Leggere Odore di chiuso di Malvaldi è stata una discreta delusione, ma mi ha dato il La per arrivare alla lettura di questa biografia dell'Artusi: ho trovato una bella scrittura, antiquata al punto giusto (dal nostro punto di vista), moderna al punto giusto (dal suo punto di vista). Per essere una autobiografia, è assai poco corposa e strutturata, in definitiva è poco più di un elenco di aneddoti in ordine cronologico. Ma il valore della testimonianza, che si riflette sia nella forma che nei contenuti, è realmente prezioso. E ad impreziosire ulteriormente il tutto, c'è la sincerità dell'autore: si descrive impulsivo e testa calda ma poi si dimostra timidone in pubblico; voglioso con le donne di bell'aspetto e in ispecie le cameriere, finanche un poco misogino in qualche passo, ma pur sempre rispettoso nei momenti cruciali; in politica denuncia le ruberie e i soprusi da parte del clero, ma riconosce l'assurdità di pretendere una repubblica in un momento storico in cui si deve pensare ad unire e non a dividere. E ancora: un Artusi moderno nel rimanere allibito di fronte ad episodi di maltrattamenti di cani o gatti; viepiù moderno nel lamentarsi dei servitori e subordinati di ogni genere considerandoli tutti ladri e mangiapane a tradimento, fosse anche solo in potenziale.
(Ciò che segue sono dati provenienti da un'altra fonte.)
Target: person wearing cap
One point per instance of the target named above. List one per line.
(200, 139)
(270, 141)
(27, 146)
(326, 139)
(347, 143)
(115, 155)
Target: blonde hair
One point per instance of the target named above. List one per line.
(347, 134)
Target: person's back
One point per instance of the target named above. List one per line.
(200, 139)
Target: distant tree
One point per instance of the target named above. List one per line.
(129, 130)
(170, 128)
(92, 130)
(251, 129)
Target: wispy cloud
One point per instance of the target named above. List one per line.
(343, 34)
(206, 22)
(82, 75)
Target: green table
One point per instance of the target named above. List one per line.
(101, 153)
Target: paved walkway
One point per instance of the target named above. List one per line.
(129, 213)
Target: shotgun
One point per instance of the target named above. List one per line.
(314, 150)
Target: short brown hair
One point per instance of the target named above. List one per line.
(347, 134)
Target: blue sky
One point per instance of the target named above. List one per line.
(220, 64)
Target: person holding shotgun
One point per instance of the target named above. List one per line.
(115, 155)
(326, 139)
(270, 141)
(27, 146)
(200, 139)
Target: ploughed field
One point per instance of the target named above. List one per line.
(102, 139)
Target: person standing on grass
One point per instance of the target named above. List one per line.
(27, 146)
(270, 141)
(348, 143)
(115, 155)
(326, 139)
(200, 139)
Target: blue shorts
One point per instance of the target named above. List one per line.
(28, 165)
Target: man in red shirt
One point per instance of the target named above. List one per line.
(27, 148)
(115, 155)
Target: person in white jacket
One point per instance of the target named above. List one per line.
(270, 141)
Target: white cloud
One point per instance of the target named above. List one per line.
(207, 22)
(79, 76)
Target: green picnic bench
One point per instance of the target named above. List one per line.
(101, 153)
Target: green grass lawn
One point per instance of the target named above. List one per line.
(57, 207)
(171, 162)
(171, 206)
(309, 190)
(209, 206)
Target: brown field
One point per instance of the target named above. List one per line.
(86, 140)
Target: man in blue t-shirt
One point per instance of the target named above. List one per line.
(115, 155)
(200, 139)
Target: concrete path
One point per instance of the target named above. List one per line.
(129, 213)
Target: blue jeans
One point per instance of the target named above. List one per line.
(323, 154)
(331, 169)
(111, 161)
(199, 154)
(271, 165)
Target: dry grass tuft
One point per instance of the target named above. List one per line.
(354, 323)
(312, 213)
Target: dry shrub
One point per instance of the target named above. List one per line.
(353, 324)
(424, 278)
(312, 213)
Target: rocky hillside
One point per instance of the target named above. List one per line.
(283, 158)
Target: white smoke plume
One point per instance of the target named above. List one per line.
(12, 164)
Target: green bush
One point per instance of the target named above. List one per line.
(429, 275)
Testimonianza storica preziosa anche nelle piccolezze: rispondendo all'annoso dilemma (miglia o chilometri?) che mi ponevo nella recensione a Stirpe selvaggia di Eraldo Baldini, ho trovato qui un elemento che depone a favore del Baldini. L'Artusi scrive nel 1903, e raccontando un aneddoto che si svolge nel 1840 circa, menziona una distanza in miglia tra paesi (e oltretutto proprio in Romagna, quindi proprio negli stessi luoghi e stessi anni dove Baldini ha ambientato il suo romanzo).
Quanto mi piace collegare i romanzi e le storie e gli autori, come se fosse tutto un unico enorme romanzone.